Concrètement, il s’agit de créer des îlots de plantations, comme des « pompons » de fleurs, de textures et de végétation qui viendront ponctuer la pente, en mettant en valeur les plantes indigènes déjà présentes sur les pistes de ski au Québec et en favorisant la pollinisation.

La montagne devient une toile de fond. Mais nous n’utilisons pas la peinture, comme le ferait un peintre : nous plantons, révélons et amplifions le vivant. Une œuvre d’art écologique, évolutive, habitée. Ces espaces seront accompagnés d’installations artistiques immersives invitant les visiteuses et visiteurs à s’asseoir, à grimper, à ralentir, à contempler et, surtout, à voir autrement.

Très vite, une évidence s’est imposée : le papillon monarque. Derrière sa beauté se cache une réalité brutale : sa population a chuté de plus de 90 % en Amérique du Nord. Il dépend d’une seule plante pour survivre, l’asclépiade. Faire une place à cette plante, c’est poser un geste simple, mais déterminant.

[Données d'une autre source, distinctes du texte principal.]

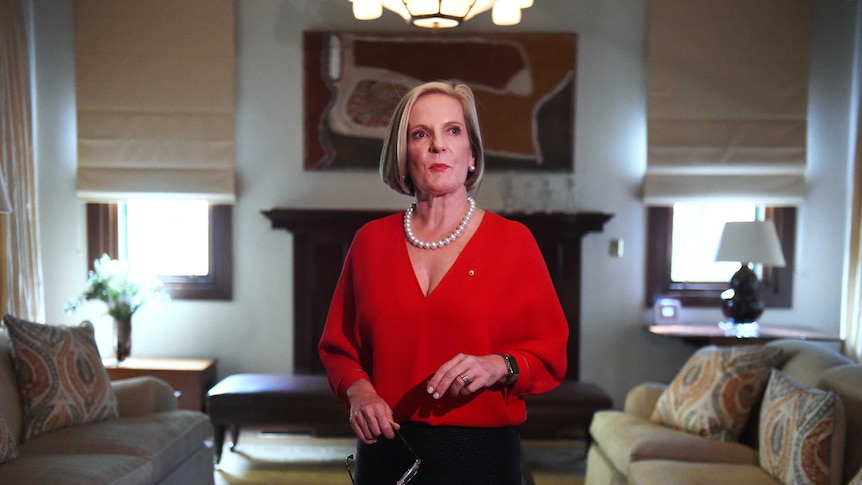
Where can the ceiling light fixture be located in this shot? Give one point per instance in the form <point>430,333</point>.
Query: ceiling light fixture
<point>442,14</point>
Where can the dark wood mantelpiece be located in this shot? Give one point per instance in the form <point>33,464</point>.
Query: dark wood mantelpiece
<point>322,237</point>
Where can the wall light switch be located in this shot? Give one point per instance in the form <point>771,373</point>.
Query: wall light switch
<point>617,248</point>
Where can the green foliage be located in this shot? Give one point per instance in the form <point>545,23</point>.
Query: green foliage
<point>111,282</point>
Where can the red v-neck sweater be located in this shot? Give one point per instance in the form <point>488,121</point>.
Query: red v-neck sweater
<point>496,298</point>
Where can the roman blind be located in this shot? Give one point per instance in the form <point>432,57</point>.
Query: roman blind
<point>155,99</point>
<point>727,99</point>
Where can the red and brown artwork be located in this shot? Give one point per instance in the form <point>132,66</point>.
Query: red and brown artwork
<point>524,86</point>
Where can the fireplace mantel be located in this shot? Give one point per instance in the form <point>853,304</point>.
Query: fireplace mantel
<point>321,238</point>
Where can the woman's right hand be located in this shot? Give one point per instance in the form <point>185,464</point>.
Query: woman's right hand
<point>370,416</point>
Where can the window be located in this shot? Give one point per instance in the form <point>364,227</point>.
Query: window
<point>681,245</point>
<point>187,243</point>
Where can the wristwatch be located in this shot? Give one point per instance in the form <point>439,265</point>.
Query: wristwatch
<point>512,367</point>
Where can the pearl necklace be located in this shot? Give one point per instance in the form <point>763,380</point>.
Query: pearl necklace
<point>408,229</point>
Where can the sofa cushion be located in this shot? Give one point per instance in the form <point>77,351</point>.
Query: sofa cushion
<point>668,472</point>
<point>164,440</point>
<point>72,469</point>
<point>625,439</point>
<point>846,382</point>
<point>714,392</point>
<point>796,432</point>
<point>61,379</point>
<point>8,446</point>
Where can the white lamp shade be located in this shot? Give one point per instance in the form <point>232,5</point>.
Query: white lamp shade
<point>750,242</point>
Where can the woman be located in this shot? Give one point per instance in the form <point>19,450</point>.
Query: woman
<point>444,317</point>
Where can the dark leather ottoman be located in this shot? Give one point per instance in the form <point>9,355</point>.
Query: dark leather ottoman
<point>564,412</point>
<point>303,401</point>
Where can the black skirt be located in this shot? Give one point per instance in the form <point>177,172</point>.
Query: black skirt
<point>449,455</point>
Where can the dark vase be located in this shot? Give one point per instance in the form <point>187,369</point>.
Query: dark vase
<point>122,338</point>
<point>743,304</point>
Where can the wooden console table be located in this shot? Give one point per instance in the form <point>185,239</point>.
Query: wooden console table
<point>706,334</point>
<point>191,377</point>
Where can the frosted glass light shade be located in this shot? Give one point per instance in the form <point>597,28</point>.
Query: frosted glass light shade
<point>506,12</point>
<point>367,9</point>
<point>750,242</point>
<point>443,14</point>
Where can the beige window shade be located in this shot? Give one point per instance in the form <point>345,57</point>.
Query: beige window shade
<point>155,99</point>
<point>727,100</point>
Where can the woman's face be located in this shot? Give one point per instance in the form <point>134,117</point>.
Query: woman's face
<point>438,145</point>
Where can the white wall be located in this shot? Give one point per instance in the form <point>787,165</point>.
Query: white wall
<point>253,333</point>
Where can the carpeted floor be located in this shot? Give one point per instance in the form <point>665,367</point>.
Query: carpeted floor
<point>263,458</point>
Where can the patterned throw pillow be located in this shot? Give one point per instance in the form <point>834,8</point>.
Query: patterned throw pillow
<point>8,447</point>
<point>61,378</point>
<point>713,394</point>
<point>795,437</point>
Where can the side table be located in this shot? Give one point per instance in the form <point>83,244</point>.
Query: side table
<point>191,377</point>
<point>705,334</point>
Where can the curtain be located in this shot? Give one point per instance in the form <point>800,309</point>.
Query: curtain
<point>155,98</point>
<point>20,267</point>
<point>727,101</point>
<point>852,321</point>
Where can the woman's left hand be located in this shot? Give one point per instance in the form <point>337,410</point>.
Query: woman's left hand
<point>466,374</point>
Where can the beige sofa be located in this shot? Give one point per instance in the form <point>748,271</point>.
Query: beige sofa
<point>631,448</point>
<point>152,442</point>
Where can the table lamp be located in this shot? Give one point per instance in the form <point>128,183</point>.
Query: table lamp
<point>5,206</point>
<point>749,243</point>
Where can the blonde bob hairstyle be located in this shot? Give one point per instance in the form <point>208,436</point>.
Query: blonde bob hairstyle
<point>393,157</point>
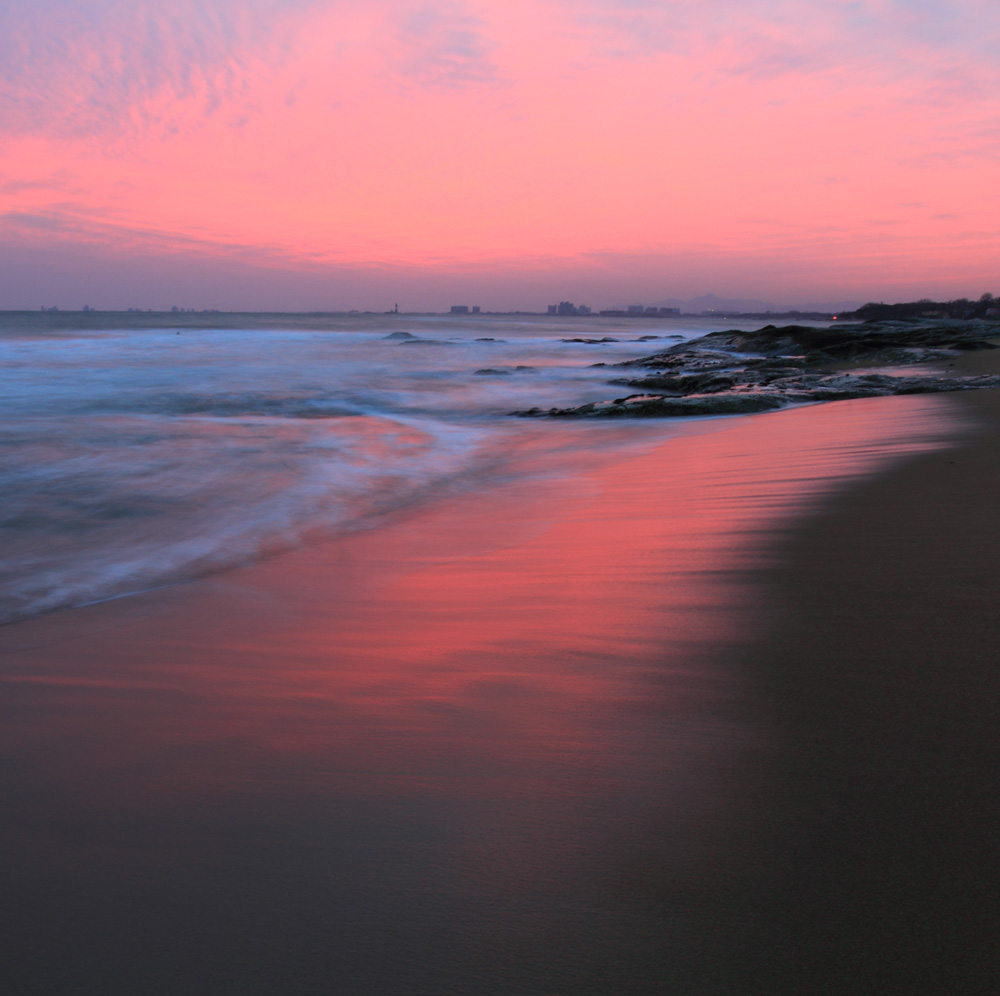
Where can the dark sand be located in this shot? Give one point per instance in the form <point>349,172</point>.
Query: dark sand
<point>882,674</point>
<point>650,734</point>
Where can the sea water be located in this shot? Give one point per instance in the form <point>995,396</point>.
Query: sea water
<point>140,450</point>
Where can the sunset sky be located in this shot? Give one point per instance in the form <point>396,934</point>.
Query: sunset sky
<point>333,154</point>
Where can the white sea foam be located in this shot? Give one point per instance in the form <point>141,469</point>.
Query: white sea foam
<point>137,457</point>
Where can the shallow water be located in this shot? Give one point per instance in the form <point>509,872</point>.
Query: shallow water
<point>499,743</point>
<point>142,450</point>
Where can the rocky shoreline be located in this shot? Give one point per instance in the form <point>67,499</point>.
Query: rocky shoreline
<point>737,372</point>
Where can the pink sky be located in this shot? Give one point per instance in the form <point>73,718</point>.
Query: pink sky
<point>313,154</point>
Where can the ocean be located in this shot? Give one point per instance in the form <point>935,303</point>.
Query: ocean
<point>409,697</point>
<point>142,450</point>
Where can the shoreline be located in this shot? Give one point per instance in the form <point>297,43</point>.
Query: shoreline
<point>879,674</point>
<point>530,719</point>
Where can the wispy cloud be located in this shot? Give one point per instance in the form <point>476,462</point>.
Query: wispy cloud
<point>443,46</point>
<point>775,37</point>
<point>105,66</point>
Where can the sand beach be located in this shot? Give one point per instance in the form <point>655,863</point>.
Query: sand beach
<point>715,716</point>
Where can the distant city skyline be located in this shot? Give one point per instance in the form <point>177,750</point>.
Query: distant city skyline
<point>314,155</point>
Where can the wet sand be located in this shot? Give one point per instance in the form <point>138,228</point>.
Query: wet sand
<point>685,724</point>
<point>881,674</point>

Grand Paysage est ainsi devenu plus qu’un projet artistique. C’est une prise de position, pensée et développée dès le départ comme une démarche où l’art et l’écologie contribuent à transformer les territoires, dans une approche qui s’inscrit pleinement dans le tourisme régénératif. Ce que nous proposons est simple, mais profondément transformateur : habiter autrement les territoires. Sur cette piste de ski, l’été, les plantes poussent, les œuvres s’installent et le public explore. L’hiver, les œuvres se retirent et la montagne redevient skiable. Au printemps, la nature reprend sa place, et le cycle recommence.

Cette cohabitation est une première au Québec. Elle ouvre la voie à une conciliation entre culture, tourisme et biodiversité. Dans la région de Memphrémagog, la MRC est devenue la première MRC Amie des monarques, à la suite de notre recommandation préconisant l’engagement dans cette démarche pour soutenir des actions porteuses, comme Grand Paysage, en faveur du papillon. Cette année, nous soulignons également les 10 ans de l’Effet papillon de la Fondation David Suzuki et du programme Mission monarque d’Espace pour la vie. À titre de patrouilleuse de l’Effet papillon, je m’inscris directement dans ce mouvement.

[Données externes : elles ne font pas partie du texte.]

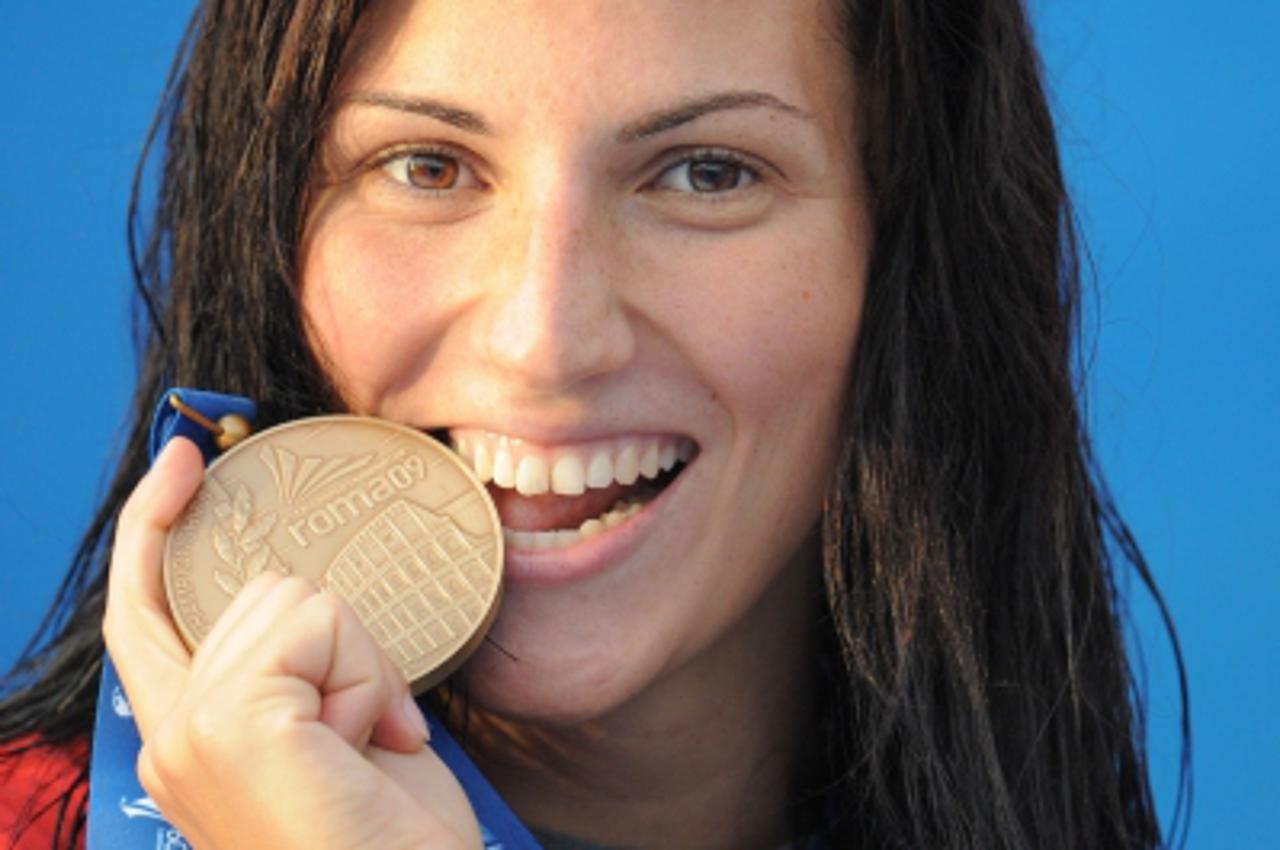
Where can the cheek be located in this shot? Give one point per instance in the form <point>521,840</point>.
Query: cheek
<point>771,321</point>
<point>365,300</point>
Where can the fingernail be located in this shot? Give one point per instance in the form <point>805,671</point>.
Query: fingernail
<point>416,718</point>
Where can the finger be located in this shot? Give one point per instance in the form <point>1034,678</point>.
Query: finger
<point>356,688</point>
<point>402,727</point>
<point>147,650</point>
<point>251,615</point>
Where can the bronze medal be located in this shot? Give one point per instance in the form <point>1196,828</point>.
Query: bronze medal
<point>374,511</point>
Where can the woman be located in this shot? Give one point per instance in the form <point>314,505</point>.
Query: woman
<point>821,248</point>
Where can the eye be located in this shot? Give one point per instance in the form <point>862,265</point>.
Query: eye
<point>708,173</point>
<point>429,170</point>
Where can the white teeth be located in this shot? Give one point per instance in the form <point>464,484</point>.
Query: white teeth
<point>503,466</point>
<point>626,470</point>
<point>531,478</point>
<point>649,461</point>
<point>567,470</point>
<point>599,473</point>
<point>568,478</point>
<point>667,457</point>
<point>481,462</point>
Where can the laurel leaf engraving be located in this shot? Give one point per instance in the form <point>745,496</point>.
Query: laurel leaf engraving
<point>256,530</point>
<point>241,508</point>
<point>228,583</point>
<point>256,562</point>
<point>224,547</point>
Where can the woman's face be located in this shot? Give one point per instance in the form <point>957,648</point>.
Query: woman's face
<point>589,245</point>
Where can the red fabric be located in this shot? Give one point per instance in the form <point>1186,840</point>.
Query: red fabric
<point>33,778</point>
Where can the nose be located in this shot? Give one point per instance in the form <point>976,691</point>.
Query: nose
<point>554,312</point>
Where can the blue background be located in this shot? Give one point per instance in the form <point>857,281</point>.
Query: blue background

Grand Paysage s’inscrit dans une démarche d’art écologique, où l’on crée avec le vivant plutôt que de s’y imposer. Le projet s’inspire aussi de pratiques comme celles des Jardins de Métis, qui révèlent le paysage en y ancrant l’art de manière sensible.

Aujourd’hui, la protection du monarque ne peut reposer uniquement sur des politiques. Elle dépend aussi de gestes simples : planter de l’asclépiade, éviter les pesticides, protéger les milieux naturels, soutenir les initiatives locales.

Mais surtout, elle dépend de notre capacité à changer de regard.

Le papillon monarque traverse un continent.

Et si, à notre échelle, nous faisions un bout du chemin avec lui ?

* Ont aussi cosigné cette lettre : Erin Roger, directrice Nature à la Fondation David Suzuki ; Carolyn Callaghan, principale biologiste de la conservation en matière de faune terrestre à la Fédération canadienne de la faune (FCF) ; Maxim Larrivée, directeur de l’Insectarium à l’Espace pour la vie ; Simon Blouin, directeur général du Mont-Orford ; Anne Aubin, architecte paysagiste, experte en biodiversité des jardins BOTART ; Martine Javelas, conseillère municipale et présidente du comité consultatif en transition écologique (CCTE), Municipalité d’Orford ; Aline Berthe, directrice générale du Conseil régional de l’environnement (CRE) de l’Estrie ; Mario Landry, directeur du Parc national du Mont-Orford, Société des établissements de plein air du Québec (SÉPAQ).

Les signataires de cette lettre contribuent chacun à leur manière à cette démarche, que ce soit par leur expertise, leur engagement ou leur soutien à des initiatives favorisant la biodiversité et la protection des pollinisateurs, notamment le papillon monarque.